Tiko Jelisavčić

Personal information
- Full name: Tihomir Jelisavčić
- Date of birth: 1929
- Place of birth: Užice, Yugoslavia
- Date of death: 29 June 1986 (aged 56–57)
- Place of death: Cancún, Mexico
- Position: Striker

Senior career*
- Years: Team / Apps / (Gls)
- 1953–1954: Partizan
- 1954–1956: BSK Belgrade
- 1956–1958: Vardar
- 1962: Yugal
- 1962: Toongabbie
- 1964: Makedonia (Melbourne)

Managerial career
- 1962–1963: Yugal
- 1965: Hakoah
- 1965: Australia
- 1965: Hakoah
- 1974–1978: Nigeria
- 1985–1986: Pioneros de Cancún

Medal record
Men's football
Representing Nigeria (as manager)
Africa Cup of Nations
| Bronze medal – third place | 1976 |  |
| Bronze medal – third place | 1978 |  |

= Tiko Jelisavčić =

Association football player and association football manager (1929–1986)

Tihomir "Tiko" Jelisavčić (Serbian Cyrillic: Тихомир Тико Јелисавчић; 1929 – 29 June 1986) was a Yugoslav football coach.

==Playing career==
Jelisavčić played for Partizan in the 1953–54 season.
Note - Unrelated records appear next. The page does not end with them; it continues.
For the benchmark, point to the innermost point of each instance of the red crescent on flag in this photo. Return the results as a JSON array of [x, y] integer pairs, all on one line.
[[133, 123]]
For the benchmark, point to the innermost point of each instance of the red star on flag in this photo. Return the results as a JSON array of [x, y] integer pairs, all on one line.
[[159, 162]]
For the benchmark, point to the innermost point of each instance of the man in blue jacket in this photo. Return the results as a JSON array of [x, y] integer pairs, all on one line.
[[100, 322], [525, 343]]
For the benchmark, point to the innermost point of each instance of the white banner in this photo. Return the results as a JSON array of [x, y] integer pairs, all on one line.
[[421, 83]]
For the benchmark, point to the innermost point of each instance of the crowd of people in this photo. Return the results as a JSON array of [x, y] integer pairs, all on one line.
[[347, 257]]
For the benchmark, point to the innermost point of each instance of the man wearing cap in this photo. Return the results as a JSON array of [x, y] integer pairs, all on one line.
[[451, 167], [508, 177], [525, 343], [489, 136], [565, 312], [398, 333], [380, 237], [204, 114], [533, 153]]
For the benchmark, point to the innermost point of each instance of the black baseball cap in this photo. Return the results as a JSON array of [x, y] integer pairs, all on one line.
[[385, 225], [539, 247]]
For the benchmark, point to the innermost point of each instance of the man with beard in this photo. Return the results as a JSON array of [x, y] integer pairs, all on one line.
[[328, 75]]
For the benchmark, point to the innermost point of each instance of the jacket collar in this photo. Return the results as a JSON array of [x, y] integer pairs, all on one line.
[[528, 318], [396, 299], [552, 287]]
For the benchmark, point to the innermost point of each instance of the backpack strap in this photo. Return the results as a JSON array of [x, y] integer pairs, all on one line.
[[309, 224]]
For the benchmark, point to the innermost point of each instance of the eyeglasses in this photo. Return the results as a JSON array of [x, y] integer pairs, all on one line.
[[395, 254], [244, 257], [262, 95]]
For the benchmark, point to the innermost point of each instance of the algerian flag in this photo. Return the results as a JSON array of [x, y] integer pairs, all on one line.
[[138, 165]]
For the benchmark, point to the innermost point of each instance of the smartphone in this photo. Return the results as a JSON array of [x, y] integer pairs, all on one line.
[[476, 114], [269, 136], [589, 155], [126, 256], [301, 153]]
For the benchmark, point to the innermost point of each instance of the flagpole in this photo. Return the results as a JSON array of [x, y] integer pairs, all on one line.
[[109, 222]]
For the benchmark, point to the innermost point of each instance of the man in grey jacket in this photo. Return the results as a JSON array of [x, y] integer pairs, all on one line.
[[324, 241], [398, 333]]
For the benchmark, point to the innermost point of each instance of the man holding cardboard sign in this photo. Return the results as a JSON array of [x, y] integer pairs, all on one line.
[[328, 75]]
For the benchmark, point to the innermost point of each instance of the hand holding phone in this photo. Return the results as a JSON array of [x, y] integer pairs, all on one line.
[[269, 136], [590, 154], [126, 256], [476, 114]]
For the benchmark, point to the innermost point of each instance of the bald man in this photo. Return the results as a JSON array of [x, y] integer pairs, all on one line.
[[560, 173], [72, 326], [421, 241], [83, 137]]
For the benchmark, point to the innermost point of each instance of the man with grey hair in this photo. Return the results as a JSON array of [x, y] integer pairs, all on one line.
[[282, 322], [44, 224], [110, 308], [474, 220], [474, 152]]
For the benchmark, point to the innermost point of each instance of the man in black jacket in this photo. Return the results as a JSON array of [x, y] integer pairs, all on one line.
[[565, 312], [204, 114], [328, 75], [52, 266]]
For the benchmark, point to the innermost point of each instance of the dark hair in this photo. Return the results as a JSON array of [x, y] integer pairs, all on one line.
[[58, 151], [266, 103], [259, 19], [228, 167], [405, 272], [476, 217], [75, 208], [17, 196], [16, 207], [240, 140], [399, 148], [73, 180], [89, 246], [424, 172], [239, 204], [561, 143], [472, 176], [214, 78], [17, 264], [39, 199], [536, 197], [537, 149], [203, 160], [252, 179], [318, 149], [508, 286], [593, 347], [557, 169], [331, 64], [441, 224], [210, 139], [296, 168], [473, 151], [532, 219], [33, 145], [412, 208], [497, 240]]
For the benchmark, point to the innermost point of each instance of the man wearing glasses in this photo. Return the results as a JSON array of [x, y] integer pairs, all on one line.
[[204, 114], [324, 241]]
He scored his only official goal for the club in his sole league appearance, against Proleter Osijek (3–2 win), and added one game in the Yugoslav Cup (quarterfinals against Dinamo). Tiko was part of the Partizan squad which participated in the famous South American tour of winter 1953–54.

He won the Yugoslav Cup in 1955 with BSK Belgrade.

==Coaching career==
He managed the Australia national soccer team and Nigeria national football team during his career. During his time as Nigeria's coach he was referred to as "Father Tiko".
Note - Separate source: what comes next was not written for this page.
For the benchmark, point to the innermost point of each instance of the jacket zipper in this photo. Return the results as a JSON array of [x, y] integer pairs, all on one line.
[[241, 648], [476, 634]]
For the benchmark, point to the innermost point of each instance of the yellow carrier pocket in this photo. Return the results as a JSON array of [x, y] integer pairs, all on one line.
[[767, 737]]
He presided over the Australian national team in their first ever FIFA World Cup qualifying games in 1965. Australia lost 6–1 and 3–1 in the First round.

He led Nigeria to two third-place finishes in the Africa Cup of Nations tournament in 1976 and 1978.

He was unveiled as technical director/coach of Pioneros de Cancún on 22 June 1984, a position he held until he died in a car crash on 29 June 1986.